Por a 18 de Abril de 2012 as 16:38

A grande parte da inovação na indústria alimentar envolve o desenvolvimento de novos produtos. Para que o “inovador” atinja o objectivo de fortalecer a sua posição competitiva, é necessário que o negócio adicional criado com o novo produto recupere todos os investimentos feitos com o seu desenvolvimento e lançamento: só a partir dessa altura é que a inovação valeu de facto a pena.

Sendo o sector agro-alimentar dos que opera com margens de negócio mais baixas, uma empresa altamente inovadora pode cavar a sua própria ruína se a inovação não recuperar os seus custos. Infelizmente, o sucesso de novos produtos no mercado não é muito animador: grande parte dos produtos falha em menos de 2 anos (as estimativas variam com o país e a época, entre 2/3 e 90% de “falhanços”). Consequentemente, uma empresa inovadora precisa de recuperar com uma inovação bem sucedida não só os seus custos, como também os custos de todas as que não resultaram tão bem.

Esta realidade não é exclusiva da indústria alimentar. A farmacêutica dispõe de mecanismos que permitem a quem desenvolva um novo produto recuperar custos e conquistar bastante valor, através da concessão de patentes, um direito à exclusividade de produção do novo produto por um período muito alargado.
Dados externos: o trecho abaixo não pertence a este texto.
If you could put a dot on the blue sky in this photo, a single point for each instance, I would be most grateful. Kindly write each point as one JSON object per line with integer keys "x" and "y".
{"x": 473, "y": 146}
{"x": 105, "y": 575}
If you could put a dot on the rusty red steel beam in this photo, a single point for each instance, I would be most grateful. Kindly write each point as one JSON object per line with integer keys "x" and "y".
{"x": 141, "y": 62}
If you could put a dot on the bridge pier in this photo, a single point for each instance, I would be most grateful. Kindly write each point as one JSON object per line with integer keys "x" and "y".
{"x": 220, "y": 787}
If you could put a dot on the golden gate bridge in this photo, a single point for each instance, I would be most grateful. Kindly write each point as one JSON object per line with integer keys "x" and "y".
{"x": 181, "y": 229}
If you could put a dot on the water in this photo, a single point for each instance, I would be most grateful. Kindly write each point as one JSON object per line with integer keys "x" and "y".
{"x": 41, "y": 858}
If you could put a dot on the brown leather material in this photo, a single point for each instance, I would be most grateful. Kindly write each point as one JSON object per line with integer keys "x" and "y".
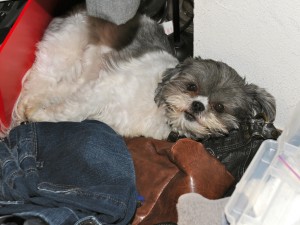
{"x": 165, "y": 171}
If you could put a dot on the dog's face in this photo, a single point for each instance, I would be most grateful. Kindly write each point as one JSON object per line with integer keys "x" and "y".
{"x": 207, "y": 98}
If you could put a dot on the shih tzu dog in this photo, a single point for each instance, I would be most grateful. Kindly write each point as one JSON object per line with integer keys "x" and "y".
{"x": 127, "y": 77}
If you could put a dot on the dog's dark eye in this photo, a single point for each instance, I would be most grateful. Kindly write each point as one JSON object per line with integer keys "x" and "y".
{"x": 219, "y": 107}
{"x": 192, "y": 87}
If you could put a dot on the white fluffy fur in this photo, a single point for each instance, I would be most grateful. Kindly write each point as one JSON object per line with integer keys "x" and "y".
{"x": 67, "y": 83}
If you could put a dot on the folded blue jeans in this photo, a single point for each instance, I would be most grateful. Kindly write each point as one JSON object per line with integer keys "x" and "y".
{"x": 67, "y": 173}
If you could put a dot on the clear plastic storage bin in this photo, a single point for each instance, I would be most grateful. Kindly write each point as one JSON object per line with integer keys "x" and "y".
{"x": 269, "y": 191}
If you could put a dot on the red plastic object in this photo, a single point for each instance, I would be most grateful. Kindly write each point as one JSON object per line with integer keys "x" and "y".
{"x": 17, "y": 51}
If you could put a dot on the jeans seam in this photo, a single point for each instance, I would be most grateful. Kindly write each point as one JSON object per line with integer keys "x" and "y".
{"x": 80, "y": 192}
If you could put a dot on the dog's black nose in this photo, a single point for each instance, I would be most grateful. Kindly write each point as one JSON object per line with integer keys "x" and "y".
{"x": 197, "y": 107}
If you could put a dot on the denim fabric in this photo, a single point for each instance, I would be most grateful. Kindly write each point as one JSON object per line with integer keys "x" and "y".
{"x": 67, "y": 173}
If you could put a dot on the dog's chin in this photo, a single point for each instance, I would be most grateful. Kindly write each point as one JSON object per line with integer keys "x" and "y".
{"x": 201, "y": 125}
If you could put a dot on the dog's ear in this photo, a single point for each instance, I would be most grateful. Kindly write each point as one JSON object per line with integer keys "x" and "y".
{"x": 262, "y": 102}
Infelizmente, as empresas agro-alimentares raramente têm esta hipótese. Não se pode propriamente patentear um polvo à lagareiro ou um iogurte de beringelas. Se uma empresa descobrir uma mistura excepcional de sabores com beringelas e mais uns ingredientes num iogurte, qualquer competidor pode repetir muito rapidamente essa receita. Existe alguma possibilidade de patentear tecnologias, e há empresas multinacionais que têm algumas, mas não é por essa via que se têm conseguido grandes resultados. A apetência das cadeias de distribuição por marcas brancas não ajuda: são as primeiras a saber se um novo produto vende bem ou não e, se vender, quererão naturalmente ter a sua versão em marca do distribuidor.
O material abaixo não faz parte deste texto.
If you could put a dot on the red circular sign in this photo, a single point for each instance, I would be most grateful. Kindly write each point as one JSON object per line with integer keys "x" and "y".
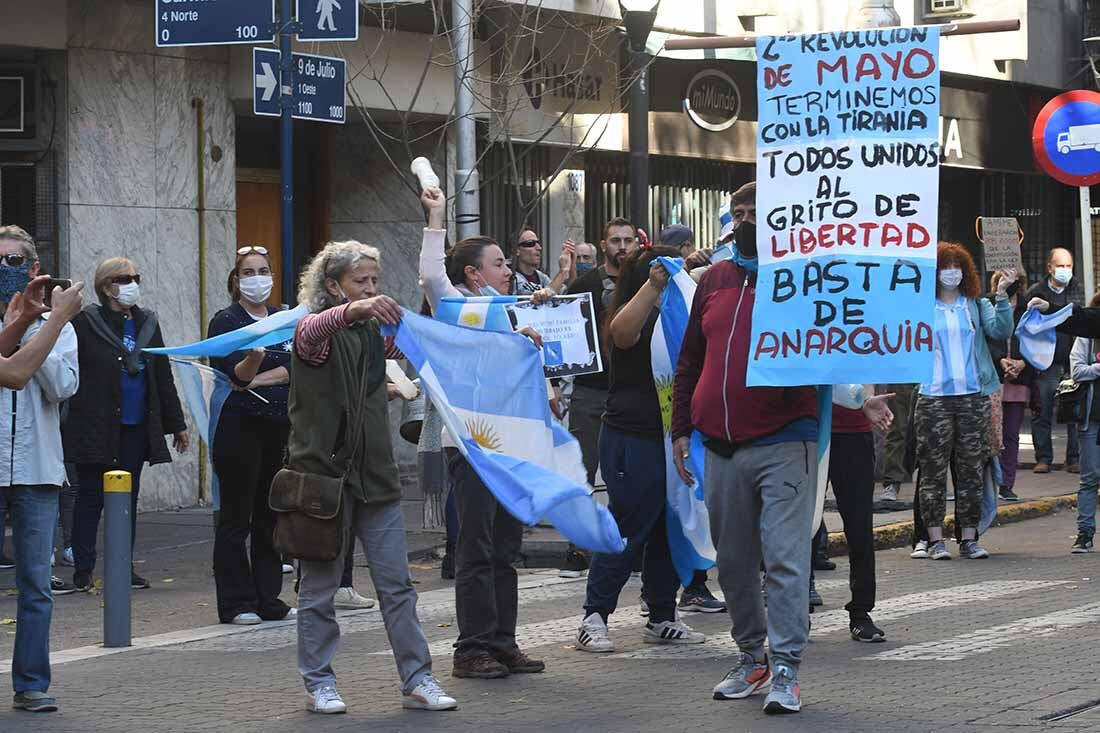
{"x": 1069, "y": 152}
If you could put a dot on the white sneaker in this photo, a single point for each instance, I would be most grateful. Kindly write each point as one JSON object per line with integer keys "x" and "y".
{"x": 326, "y": 700}
{"x": 348, "y": 598}
{"x": 592, "y": 635}
{"x": 428, "y": 696}
{"x": 671, "y": 632}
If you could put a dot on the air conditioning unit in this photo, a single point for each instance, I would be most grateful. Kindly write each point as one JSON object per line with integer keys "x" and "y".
{"x": 942, "y": 9}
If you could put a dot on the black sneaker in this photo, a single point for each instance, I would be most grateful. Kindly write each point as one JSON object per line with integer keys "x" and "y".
{"x": 81, "y": 580}
{"x": 575, "y": 565}
{"x": 864, "y": 630}
{"x": 59, "y": 587}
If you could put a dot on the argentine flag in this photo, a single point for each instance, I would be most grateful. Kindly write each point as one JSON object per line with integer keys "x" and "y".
{"x": 277, "y": 328}
{"x": 491, "y": 393}
{"x": 1037, "y": 338}
{"x": 486, "y": 313}
{"x": 686, "y": 520}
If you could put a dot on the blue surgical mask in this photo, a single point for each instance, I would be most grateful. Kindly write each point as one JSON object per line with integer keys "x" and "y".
{"x": 13, "y": 280}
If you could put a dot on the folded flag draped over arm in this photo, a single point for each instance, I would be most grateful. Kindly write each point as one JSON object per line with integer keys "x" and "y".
{"x": 686, "y": 520}
{"x": 490, "y": 390}
{"x": 1037, "y": 338}
{"x": 277, "y": 328}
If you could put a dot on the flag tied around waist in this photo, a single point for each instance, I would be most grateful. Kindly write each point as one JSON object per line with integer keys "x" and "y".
{"x": 490, "y": 390}
{"x": 1037, "y": 338}
{"x": 686, "y": 520}
{"x": 276, "y": 328}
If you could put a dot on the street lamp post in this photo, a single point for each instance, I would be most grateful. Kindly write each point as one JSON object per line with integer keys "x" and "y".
{"x": 638, "y": 18}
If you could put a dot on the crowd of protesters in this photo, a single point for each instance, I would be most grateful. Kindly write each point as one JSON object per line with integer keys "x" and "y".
{"x": 317, "y": 406}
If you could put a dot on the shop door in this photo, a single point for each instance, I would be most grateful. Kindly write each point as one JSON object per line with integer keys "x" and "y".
{"x": 257, "y": 219}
Poder-se-ia dizer que não vale a pena pensar como se vai conseguir fazer um determinado produto novo, sem saber como se vai recuperar o investimento em o desenvolver e lançar.

Obviamente, a distribuição moderna passar para o fornecedor os custos de referenciação (entrada em linha) não ajuda. A ineficiência da distribuição moderna aumenta drasticamente os custos do produto ao consumidor final, o que limita as vendas. Essa ineficiência resulta da prática bem intencionada para com o consumidor de garantir que os produtos em cada loja são os mais baratos. Através da fiscalização mútua de preços e dispondo contratos que garantem ao distribuidor poder aplicar os bónus, descontos ou multas que quiser de modo a assegurar que o preço final ao consumidor é o mesmo na cadeia A que na cadeia B, etc., o que acontece na prática é que as cadeias de distribuição mais eficientes andam a subsidiar as menos eficientes.

A tendência é pois que as cadeias mais eficientes se tornem também mais ineficientes: não há estímulo para melhorar de facto se os custos da ineficiência poderem ser atirados para montante. É pois pouco provável que os custos de referenciação diminuam.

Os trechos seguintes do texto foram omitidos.